22. Terungkap

10.6K 858 64
                                    

"Jangan bercanda dengan penyakit anak saya."

Hendra menatap nyalang ke arah dokter muda yang baru saja menamparnya dengan sebuah kenyataan yang tidak mampu otaknya cerna dengan baik. Apalagi dokter muda inilah yang dulu pernah menghancurkan hidup putrinya.

Dia tidak mempercayai ucapannya begitu saja. Tangannya mengepal di atas pangkuan, siap untuk menerjang Kalva apabila lelaki itu berkata bohong lagi.

"Maafkan saya karena tidak bisa memberikan kabar menyenangkan kepada Om, tapi saya juga tidak bisa menyembunyikan tentang penyakit Lion."

Jika Hendra tidak melihat keseriusan dalam wajah Kalva, mungkin lelaki itu sudah berakhir mengenaskan di lantai sekarang. Namun, wajah tegang sekaligus tegasnya sudah menjelaskan apa yang baru dikatakannya tadi adalah sebuah kebenaran.

Kanker hati.

Sungguh, Hendra tidak pernah memikirkan tentang penyakit itu. Apalagi bisa menyerang Lion, putranya yang terlalu tangguh menurutnya.

Tubuh Hendra seketika melemas ketika mengingat kejadian di ruang kerja Kalva beberapa jam lalu. Kini dia menatap ranjang yang ditempati putranya dengan berbagai macam alat yang membantunya untuk bertahan hidup.

Sudah hampir tiga hari anak itu tidak melakukan pergerakan sama sekali. Dia masih tertidur dengan posisi yang sama dan alat yang sama namun kondisinya tidak kunjung membaik.

Lala tidak pernah meninggalakn Lion barang sedetik pun, dia selalu berada di sana, duduk memegang tangan adiknya yang dingin.

Hendra tidak tahu harus bagaimana sekarang. Hanya Tuhan yang memegang kendali hidupnya, hanya Tuhan yang memegang kendali hidup Lion.
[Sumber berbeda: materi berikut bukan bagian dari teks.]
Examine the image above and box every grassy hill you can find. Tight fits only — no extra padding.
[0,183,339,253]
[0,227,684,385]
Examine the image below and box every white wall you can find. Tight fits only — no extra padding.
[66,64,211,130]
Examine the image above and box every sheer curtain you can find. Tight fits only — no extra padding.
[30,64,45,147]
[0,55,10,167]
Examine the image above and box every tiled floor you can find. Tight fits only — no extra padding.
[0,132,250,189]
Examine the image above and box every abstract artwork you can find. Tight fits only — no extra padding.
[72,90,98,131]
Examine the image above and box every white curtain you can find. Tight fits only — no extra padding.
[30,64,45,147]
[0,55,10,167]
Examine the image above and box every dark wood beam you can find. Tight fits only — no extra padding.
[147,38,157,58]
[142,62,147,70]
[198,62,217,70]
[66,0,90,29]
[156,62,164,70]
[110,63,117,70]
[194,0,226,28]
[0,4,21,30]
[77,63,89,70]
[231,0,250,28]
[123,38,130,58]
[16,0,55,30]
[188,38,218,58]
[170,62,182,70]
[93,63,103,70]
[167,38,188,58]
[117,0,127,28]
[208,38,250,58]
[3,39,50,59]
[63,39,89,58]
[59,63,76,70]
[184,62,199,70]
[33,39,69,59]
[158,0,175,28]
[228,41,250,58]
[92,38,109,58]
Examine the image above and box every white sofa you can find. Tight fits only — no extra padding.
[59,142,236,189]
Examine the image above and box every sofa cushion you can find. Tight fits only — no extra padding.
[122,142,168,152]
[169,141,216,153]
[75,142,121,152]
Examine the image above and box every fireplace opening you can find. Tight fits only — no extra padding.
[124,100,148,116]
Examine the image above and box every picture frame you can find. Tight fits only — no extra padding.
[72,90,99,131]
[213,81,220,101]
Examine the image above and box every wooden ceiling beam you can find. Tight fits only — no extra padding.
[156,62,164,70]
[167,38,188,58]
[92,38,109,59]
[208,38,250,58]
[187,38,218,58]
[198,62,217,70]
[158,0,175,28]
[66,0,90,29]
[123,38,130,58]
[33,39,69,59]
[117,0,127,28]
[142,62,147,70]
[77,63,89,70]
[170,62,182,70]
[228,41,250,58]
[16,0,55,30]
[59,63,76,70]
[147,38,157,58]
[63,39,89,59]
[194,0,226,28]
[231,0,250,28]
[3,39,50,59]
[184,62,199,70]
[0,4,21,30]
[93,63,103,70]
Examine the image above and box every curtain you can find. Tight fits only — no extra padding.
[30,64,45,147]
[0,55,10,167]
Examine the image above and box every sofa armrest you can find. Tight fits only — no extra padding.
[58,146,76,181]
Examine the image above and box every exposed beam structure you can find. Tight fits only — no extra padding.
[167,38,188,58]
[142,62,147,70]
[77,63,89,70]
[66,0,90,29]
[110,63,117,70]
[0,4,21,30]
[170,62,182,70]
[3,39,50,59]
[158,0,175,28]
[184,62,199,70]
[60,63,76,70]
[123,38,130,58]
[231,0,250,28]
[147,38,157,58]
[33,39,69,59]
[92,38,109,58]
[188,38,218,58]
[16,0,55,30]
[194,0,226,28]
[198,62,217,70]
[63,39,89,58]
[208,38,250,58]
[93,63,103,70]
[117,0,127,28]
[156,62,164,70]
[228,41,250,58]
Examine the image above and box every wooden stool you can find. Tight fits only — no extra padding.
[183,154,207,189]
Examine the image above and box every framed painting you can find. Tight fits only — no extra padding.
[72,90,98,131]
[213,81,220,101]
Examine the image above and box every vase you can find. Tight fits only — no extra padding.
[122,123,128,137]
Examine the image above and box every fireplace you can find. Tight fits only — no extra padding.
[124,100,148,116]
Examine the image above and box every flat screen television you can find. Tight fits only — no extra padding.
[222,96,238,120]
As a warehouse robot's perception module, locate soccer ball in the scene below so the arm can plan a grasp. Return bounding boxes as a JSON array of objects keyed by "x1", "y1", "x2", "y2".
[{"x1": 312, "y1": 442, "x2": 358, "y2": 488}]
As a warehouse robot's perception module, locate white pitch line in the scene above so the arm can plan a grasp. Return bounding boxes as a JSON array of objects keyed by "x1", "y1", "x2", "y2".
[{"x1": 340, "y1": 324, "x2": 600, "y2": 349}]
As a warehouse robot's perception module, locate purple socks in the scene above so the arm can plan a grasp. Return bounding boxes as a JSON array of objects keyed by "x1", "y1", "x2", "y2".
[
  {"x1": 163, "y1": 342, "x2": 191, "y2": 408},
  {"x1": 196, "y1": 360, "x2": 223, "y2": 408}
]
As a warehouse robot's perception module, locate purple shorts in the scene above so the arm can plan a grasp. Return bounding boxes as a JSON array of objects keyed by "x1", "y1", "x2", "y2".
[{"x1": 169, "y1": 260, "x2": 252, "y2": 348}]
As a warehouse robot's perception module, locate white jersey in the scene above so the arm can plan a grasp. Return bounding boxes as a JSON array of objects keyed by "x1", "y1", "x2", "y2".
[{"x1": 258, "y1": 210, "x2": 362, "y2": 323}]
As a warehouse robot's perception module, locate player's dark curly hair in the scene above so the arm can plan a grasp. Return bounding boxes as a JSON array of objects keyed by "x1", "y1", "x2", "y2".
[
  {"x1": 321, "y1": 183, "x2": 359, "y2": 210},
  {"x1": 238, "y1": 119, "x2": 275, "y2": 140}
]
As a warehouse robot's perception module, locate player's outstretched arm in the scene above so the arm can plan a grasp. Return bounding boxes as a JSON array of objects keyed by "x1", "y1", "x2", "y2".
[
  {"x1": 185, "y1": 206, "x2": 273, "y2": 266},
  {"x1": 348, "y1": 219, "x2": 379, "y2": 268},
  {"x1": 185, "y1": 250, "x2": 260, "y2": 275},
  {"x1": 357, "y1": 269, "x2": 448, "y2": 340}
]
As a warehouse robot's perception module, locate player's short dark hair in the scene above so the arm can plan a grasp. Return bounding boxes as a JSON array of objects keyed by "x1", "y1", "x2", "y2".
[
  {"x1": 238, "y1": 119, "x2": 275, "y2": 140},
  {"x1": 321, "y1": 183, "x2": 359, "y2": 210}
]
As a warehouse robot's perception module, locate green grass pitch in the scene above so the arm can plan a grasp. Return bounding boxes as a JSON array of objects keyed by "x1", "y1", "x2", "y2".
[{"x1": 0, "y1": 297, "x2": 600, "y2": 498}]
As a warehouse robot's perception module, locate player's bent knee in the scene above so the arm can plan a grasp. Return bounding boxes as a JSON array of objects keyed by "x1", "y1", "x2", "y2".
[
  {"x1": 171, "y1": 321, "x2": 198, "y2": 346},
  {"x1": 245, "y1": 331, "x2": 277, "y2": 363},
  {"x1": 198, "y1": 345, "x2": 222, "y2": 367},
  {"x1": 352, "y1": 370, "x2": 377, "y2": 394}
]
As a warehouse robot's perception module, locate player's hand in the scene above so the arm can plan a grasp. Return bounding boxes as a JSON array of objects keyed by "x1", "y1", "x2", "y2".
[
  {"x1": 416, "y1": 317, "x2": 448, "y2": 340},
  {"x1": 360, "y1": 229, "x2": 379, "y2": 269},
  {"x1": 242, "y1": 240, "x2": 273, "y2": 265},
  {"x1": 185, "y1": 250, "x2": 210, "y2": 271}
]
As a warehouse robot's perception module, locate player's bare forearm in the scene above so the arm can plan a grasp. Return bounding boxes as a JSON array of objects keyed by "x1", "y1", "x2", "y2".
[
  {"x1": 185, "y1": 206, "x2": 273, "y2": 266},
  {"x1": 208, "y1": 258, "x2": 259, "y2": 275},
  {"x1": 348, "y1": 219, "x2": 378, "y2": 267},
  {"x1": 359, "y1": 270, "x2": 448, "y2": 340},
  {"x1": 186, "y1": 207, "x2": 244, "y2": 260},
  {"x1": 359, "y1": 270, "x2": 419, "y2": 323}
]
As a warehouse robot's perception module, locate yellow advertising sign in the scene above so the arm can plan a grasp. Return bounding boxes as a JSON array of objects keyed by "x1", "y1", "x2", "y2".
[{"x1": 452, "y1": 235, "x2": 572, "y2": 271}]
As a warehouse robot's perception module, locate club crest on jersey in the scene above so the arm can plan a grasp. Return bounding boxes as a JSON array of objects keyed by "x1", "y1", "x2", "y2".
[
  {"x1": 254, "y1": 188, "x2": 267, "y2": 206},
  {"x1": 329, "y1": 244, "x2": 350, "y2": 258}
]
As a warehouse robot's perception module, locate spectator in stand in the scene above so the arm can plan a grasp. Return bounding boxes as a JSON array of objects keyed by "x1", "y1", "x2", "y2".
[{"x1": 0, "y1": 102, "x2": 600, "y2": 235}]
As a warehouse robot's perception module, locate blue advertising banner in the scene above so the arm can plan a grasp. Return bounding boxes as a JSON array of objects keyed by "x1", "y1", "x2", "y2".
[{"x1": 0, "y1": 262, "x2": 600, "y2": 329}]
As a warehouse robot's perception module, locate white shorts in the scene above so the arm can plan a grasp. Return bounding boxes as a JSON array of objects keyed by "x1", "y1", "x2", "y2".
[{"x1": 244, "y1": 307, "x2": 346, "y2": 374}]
Moza memeluk Hendra dengan pelan, meletakkan kepalanya di dada bidang milik suaminya itu.

Hendra bersyukur masih ada Moza yang dapat memberinya pegangan untuk bertahan sekarang, di saat badai sudah benar-benar menyapu bersih pertahanannya, wanita itu yang selalu membekapnya dan menguatkannya.

Sedangkan Lintang dia tidak pernah berbicara sejak kejadian malam itu. Dia menolak untuk sekolah, menolak untuk melakukan apapun, yang dia hanya inginkan adalah duduk di sini menatap wajah pucat adiknya.

Hanya dengan satu berita buruk mampu menghancurkan keluarga itu secara keseluruhan, mengambil semua keceriaan yang ada, melemparnya hingga tidak berdaya seperti sekarang.

Suasana yang tadinya hening mendadak menegang saat tubuh yang terbujur lemah itu tiba-tiba mengejang. Semuanya langsung mendekat, teriakan histeris diiringi dengan menderasnya kembali air mata yang mengalir membawa suasana semakin runyam sekarang.

Semuanya panik, Hendra segera menekan tombol darurat untuk memanggil dokter. Tubuh Lion yang terus mengejang membuatnya gelagapan tidak tahu harus melakukan apa, hingga akhirnya Kalva datang dengan tergopoh-gopoh bersama tiga orang suster.

Satu di antara ketiga suster tersebut meminta semuanya menunggu di luar. Walaupun mereka sangat ingin menemani Lion di sini namun mereka juga harus memberikan ruang untuk Kalva menyelamatkan nyawa Lion.

Moza menarik Lala ke dalam pelukannya. Melihat perempuan itu menangis histeris membuat sisi keibuannya keluar untuk menenangkan Lala.

Sedangkan Hendra, pria itu langsung duduk di kursi tunggu depan ruang ICU, dia meremas kedua tangannya yang bergetar hebat. Tidak bisa dipungkiri kejadian tadi mampu membuatnya ketakutan.

Lintang sendiri langsung terduduk di lantai, mengusap wajahnya berkali-kali dan menarik rambutnya frustasi. Cowok itu terlihat begitu kacau. Dia tidak tahu apa yang akan dia lakukan jika hari ini Lion tidak bisa diselamatkan.